A Shenzhen print farm operating roughly 5,000 desktop FFF printers is reported to be expanding to about 10,000 machines after the Spring Festival, with staff claiming rapid fulfilment of high-volume seasonal orders. Local reporting and compiled social-media footage describe technicians working rows of printers to produce festive horse ornaments, zodiac decorations and personalized Chinese New Year gifts.
Technician Yang Shengwu is named in on-site descriptions as a hands-on operator who "after carefully wiping down a build plate and loading fresh filament spools, pressed start" as nozzles "melted red material into fine threads that slowly built up, layer by layer, before yielding festive horse ornaments." Yang’s personal timeline is repeated across reports: he and colleagues managed 500 machines when he started, two years later that grew to 5,000, and "after this year's Spring Festival holiday, the workshop's printer count is set to expand to 10,000."

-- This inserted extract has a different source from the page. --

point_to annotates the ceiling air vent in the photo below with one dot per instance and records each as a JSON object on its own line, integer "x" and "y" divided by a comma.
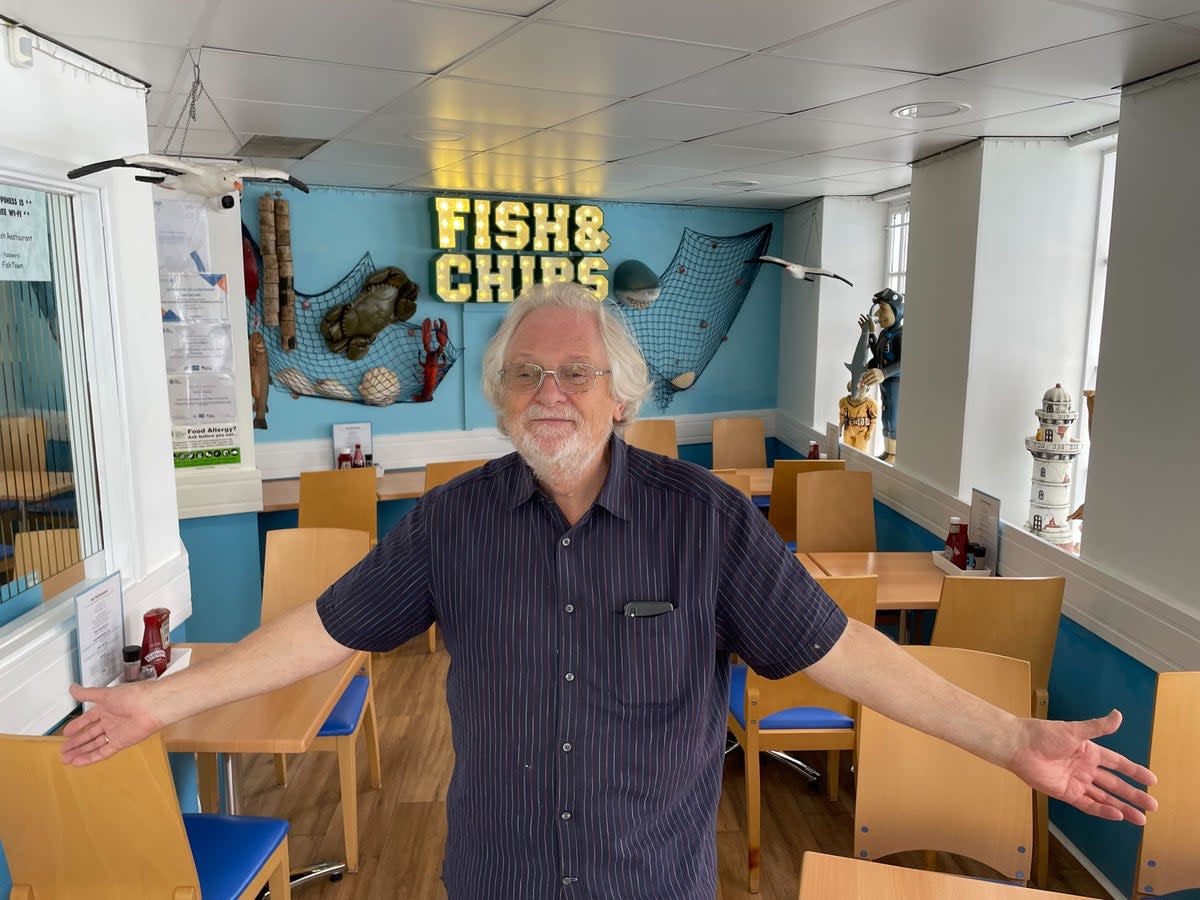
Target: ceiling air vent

The facility's corporate identity is inconsistent in coverage. Several pieces identify Shenzhen Huafast Industry Co., Ltd., located in Longhua district, as the operator. Other compiled reports list Shenzhen Jinshi Huasu Technology Co., Ltd., in Guangming district and say Bambu Lab printers were visible in footage. One compiler summed up the mismatch bluntly: "The only question that remains is exactly which company it is and whether there is more than one." No registered business documents or on-the-record corporate confirmations are included in the available reporting to resolve the discrepancy.
Company head Li Jian is quoted describing the business model that drives the scale: "Products can go from design to market almost instantly. There's no need for expensive, time-consuming molds." Li also notes product capabilities: "Complex fidget toys with moving parts can be printed in one piece, with no assembly required." Reports also cite a high-volume order that was reportedly completed in a single week - an order for 40,000 desktop decorative figurines featuring a horse and the Chinese character "fu."
Equipment inventories are described at a technology level rather than by exhaustive model lists. One summary notes "five thousand FFF printers are working today, continuously turning filament into finished products." Another compilation specifically mentions Bambu Lab machines in footage, but no facility-supplied inventory or serialized equipment list has appeared in the reporting. Analysts running simple throughput examples point to the farm's potential output: using a sample scenario of four parts per full plate per three-hour job, a 5,000-printer farm could produce roughly 160,000 parts in a single day, a scale one commentator called "one of the largest, if not the largest, print farm I’ve ever heard of."

Industry context underlines the growth: a cited National Bureau of Statistics figure put China's 2025 production of 3D printing equipment up by more than fifty percent year over year, and Shenzhen remains home to major desktop manufacturers such as Bambu Lab, Creality, Elegoo and Anycubic. Key verification steps remain - confirming the operator's registered name and address, securing an equipment inventory, and obtaining order documentation for the 40,000-piece run - but the reported move to 10,000 printers signals a rapid push toward print farm scale economics in Shenzhen's desktop 3D-printing cluster.